Дети нашей улицы | страница 30
— У тебя же все последние дни так: схватит, потом отпускает. Зажги свечку!
— Зажги сам. На этот раз серьезно.
Он бросился искать свечку среди кухонной утвари и, нащупав, укрепил ее на низком столике. В мерцающем свете он разглядел, что Умайма сидит, упершись обеими руками в пол, и стонет. Она запрокинула голову, грудь ее медленно поднималась и опускалась.
— Ты каждый раз так думаешь, когда подступает боль, — забеспокоился он.
Она поморщилась.
— На этот раз я уверена, что время пришло.

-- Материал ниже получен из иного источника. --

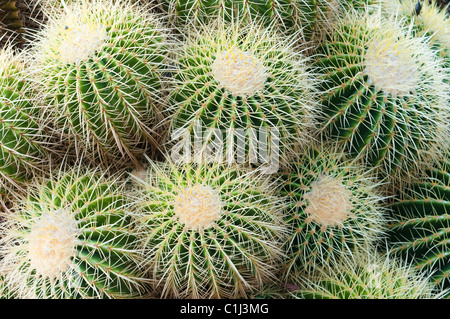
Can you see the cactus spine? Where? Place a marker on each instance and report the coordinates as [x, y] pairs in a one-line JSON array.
[[100, 67], [304, 17], [367, 277], [209, 231], [238, 82], [23, 141], [421, 230], [384, 95], [333, 209], [72, 237]]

Адхам усадил ее так, чтобы спиной она прислонилась к стене.
— Да, срок подошел. Потерпи, я сбегаю в аль-Гамалию и приведу повитуху.
— Давай скорее! Который сейчас час?
Адхам высунулся из хижины и глянул на небо.

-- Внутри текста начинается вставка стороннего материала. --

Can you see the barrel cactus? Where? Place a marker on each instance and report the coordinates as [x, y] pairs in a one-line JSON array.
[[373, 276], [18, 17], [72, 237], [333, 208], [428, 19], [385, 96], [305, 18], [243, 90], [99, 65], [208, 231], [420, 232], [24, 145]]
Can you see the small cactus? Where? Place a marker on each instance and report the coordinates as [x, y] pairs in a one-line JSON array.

— Скоро рассвет. Я туда и обратно.
Он поспешил в аль-Гамалию и вернулся еще затемно, таща старую повитуху за руку, чтобы та не отставала. Подойдя ближе, он услышал разрывающий тишину крик Умаймы. Сердце заколотилось, он ускорил шаг и поторопил старуху. Они вошли в хижину. Женщина сбросила с головы покрывало и с улыбкой сказала Умайме:
— Какая радость! Потерпи, скоро все закончится.
— Как ты? — спросил Адхам.
— Сейчас умру от боли, тело разрывается, кости ломит. Не уходи! — простонала она.
— Жди спокойно снаружи, — попросила его женщина.
Адхам вышел на пустырь и заметил неподалеку тень.
Не успев как следует разглядеть человека, он уже понял, кто это. Сердце защемило. С притворной вежливостью Идрис сказал:
— Еще не разрешилась? Бедняжка! С моей то же самое было давеча, да ты знаешь. А эта боль — пройдет. Не успеешь моргнуть, все уже позади, и ты получишь свою судьбу из рук Всевышнего, как я получил Хинд. Очаровательная малышка! Все время писается да плачет. Имей терпение!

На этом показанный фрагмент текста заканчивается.